According to Johannes de Jong, Kone’s head of technology for large projects, the steel ropes in a 400-metre-high lift weigh about 18,650kg. An UltraRope for such a lift would weigh 1,170kg. Altogether, the lift using the UltraRope would weigh 45% less than the one with the steel rope.
Besides reducing power consumption, lighter ropes make braking a car easier should something go wrong. Carbon-fibre ropes should also, according to Mr de Jong, cut maintenance bills, because they will last twice as long as steel ones. Moreover, carbon fibre resonates at a different frequency to other building materials, which means it sways less as skyscrapers move in high winds—which is what tall buildings are designed to do. At the moment a high wind can cause a building’s lifts to be shut down. Carbon-fibre ropes would mean that happened less often.
All of which is worthy and important. But what really excites architects and developers is the fact that carbon-fibre ropes will let buildings rise higher—a lot higher.
Lighter, stronger ropes mean the main limiting factor in constructing higher skyscrapers would become the cost, says Antony Wood, an architect at the Illinois Institute of Technology, in Chicago. Dr Wood is also executive director of the Council on Tall Buildings and Urban Habitat, which, among other things, lists the official heights of skyscrapers.

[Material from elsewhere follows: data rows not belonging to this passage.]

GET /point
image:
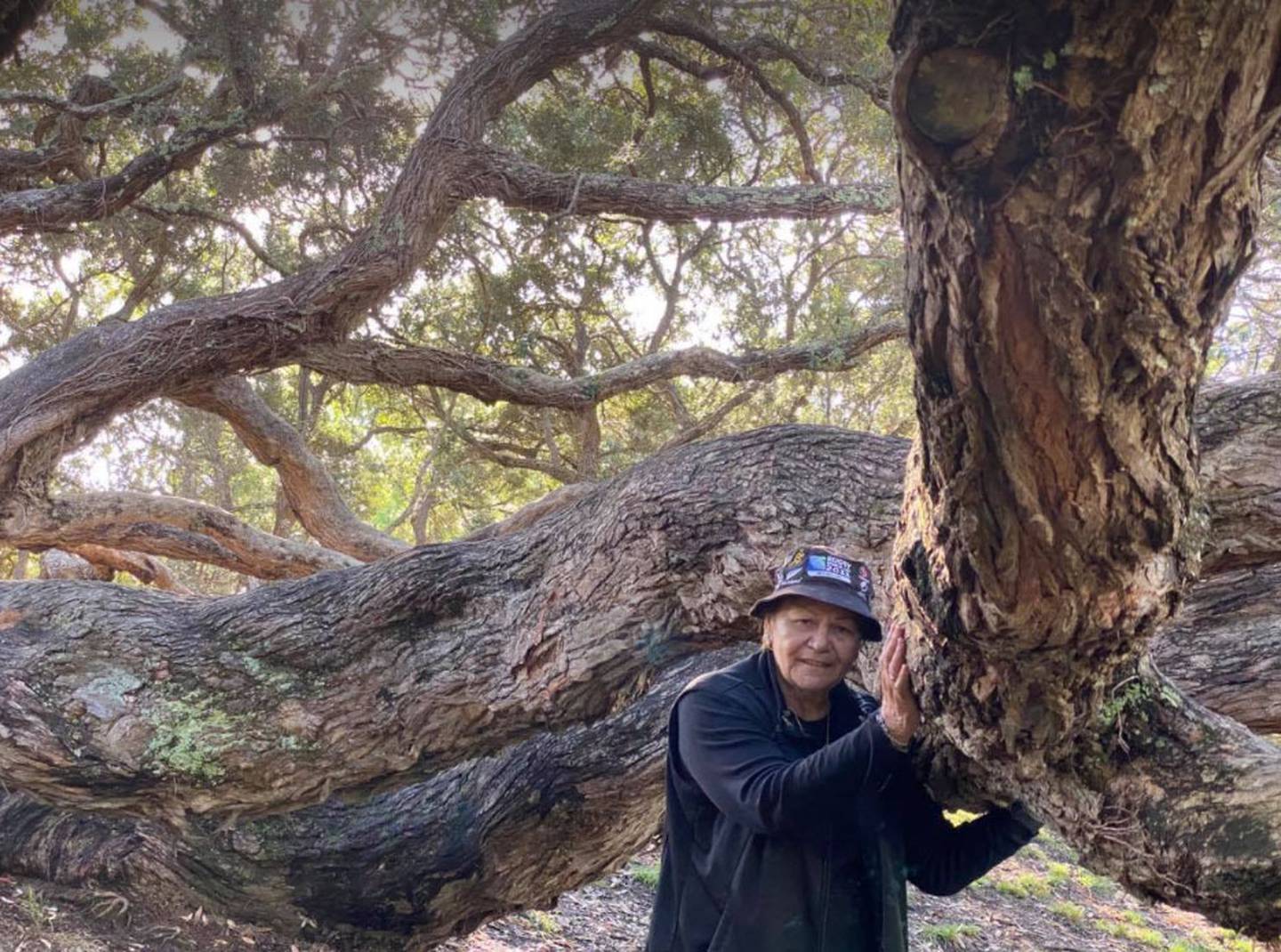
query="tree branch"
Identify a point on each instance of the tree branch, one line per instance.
(692, 31)
(112, 107)
(58, 206)
(310, 489)
(163, 526)
(373, 361)
(520, 183)
(55, 401)
(144, 568)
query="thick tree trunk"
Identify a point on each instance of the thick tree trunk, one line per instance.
(1079, 200)
(183, 739)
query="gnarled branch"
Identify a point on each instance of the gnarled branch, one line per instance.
(306, 483)
(373, 361)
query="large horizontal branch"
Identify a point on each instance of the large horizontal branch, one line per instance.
(1240, 471)
(373, 361)
(524, 185)
(1223, 647)
(520, 600)
(110, 107)
(1179, 803)
(58, 206)
(163, 526)
(306, 483)
(475, 841)
(488, 666)
(382, 673)
(54, 402)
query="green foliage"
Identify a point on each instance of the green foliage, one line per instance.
(1135, 933)
(1024, 885)
(544, 922)
(646, 874)
(951, 934)
(34, 908)
(1068, 910)
(1097, 884)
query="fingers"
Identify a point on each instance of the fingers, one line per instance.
(893, 660)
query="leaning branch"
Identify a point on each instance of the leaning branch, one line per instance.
(55, 402)
(162, 526)
(524, 185)
(35, 209)
(373, 361)
(112, 107)
(145, 568)
(306, 483)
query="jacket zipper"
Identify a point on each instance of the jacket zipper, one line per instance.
(826, 892)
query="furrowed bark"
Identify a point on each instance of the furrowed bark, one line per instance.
(197, 724)
(136, 701)
(113, 561)
(436, 859)
(1075, 229)
(305, 480)
(1223, 647)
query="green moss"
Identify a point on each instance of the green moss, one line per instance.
(1126, 931)
(646, 874)
(949, 933)
(1068, 910)
(191, 734)
(1022, 885)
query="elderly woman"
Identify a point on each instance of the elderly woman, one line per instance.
(794, 814)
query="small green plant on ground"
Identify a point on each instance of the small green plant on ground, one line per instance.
(32, 906)
(544, 922)
(948, 934)
(646, 874)
(1059, 874)
(1100, 885)
(1024, 884)
(1068, 910)
(1033, 852)
(1135, 933)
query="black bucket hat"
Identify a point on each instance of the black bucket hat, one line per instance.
(829, 577)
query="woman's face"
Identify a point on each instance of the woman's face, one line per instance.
(814, 643)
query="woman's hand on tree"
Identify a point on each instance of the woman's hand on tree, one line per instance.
(899, 711)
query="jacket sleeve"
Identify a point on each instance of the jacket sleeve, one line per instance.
(943, 859)
(736, 760)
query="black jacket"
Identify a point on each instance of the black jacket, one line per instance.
(777, 842)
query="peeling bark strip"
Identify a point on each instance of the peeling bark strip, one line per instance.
(1223, 647)
(1070, 254)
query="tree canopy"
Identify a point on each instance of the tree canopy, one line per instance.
(297, 287)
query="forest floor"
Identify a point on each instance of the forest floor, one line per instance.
(1039, 901)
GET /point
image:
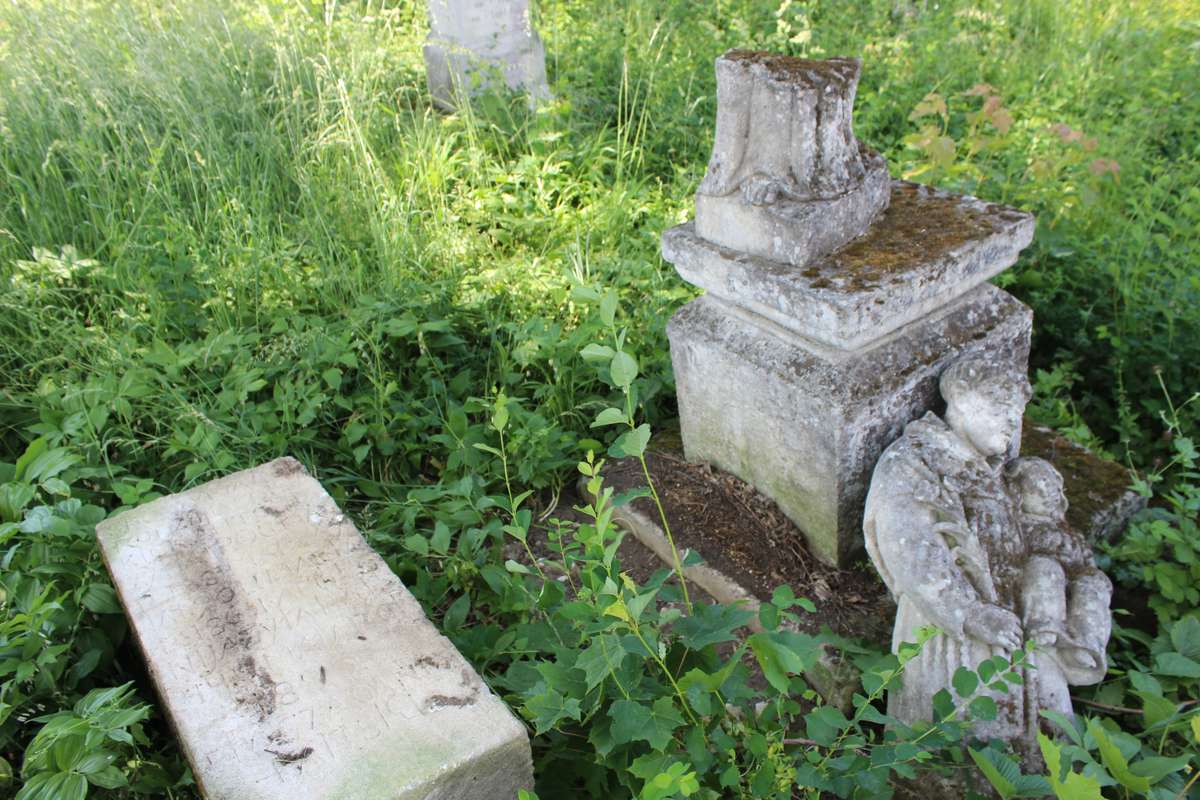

At present the tallest is the Burj Khalifa in Dubai, which was completed in 2010 and, at 828 metres, shot past the previous record-holder, the 508-metre Taipei 101 tower. The Mecca Royal Clock Tower in Saudi Arabia, completed in 2012, is now, at 601 metres, the second-tallest. The Freedom Tower in lower Manhattan, built near the site of the World Trade Centre’s twin towers (417 metres and 415 metres) that were destroyed by al-Qaeda in 2001, had its spire added in May to reach 541 metres. But work has now started on the Kingdom Tower in Jeddah, Saudi Arabia. Its exact proposed height is still a secret, but it will be at least a kilometre.
With a big enough budget it would, says Dr Wood, now be possible to build a mile-high (1,600-metre) skyscraper. Even with carbon-fibre ropes few of such a building’s lifts would go all the way from the entrance lobby to the observation deck. Most would debouch into intermediate sky lobbies, where passengers could change lifts (not least because a mile-high lift which seemed to stop on every other floor would not be popular; it would be unutterably tedious and might force the poor souls on board to make eye contact).
Such an arrangement is already familiar. Many skyscrapers are more like three-stage rockets, with different buildings stacked one on top of another—offices, a hotel and apartments. Sky lobbies mark the frontiers between these uses. But carbon-fibre ropes will allow each of these stages to be taller, too.
The sky’s the limit
Nor need carbon-fibre lift-cables be confined to buildings. They could eventually make an idea from science fiction a reality too. Space lifts, dreamed up in the late 1950s, are a way of getting into orbit without using a rocket. Building one would mean lowering a cable from a satellite in a geosynchronous orbit above the Earth’s equator while deploying a counterbalancing cable out into space. The cable from Earth to the satellite would not be a classic lift rope because it would not, itself, move. But it would perform a similar function of support as robotic cars crawled up and down it, ferrying people and equipment to and from the satellite—whence they could depart into the cosmos.
There are, of course, many obstacles to building such a lift. But the answer to one—finding a material that is light and strong enough for the cable—might just have emerged from that mineshaft in Finland.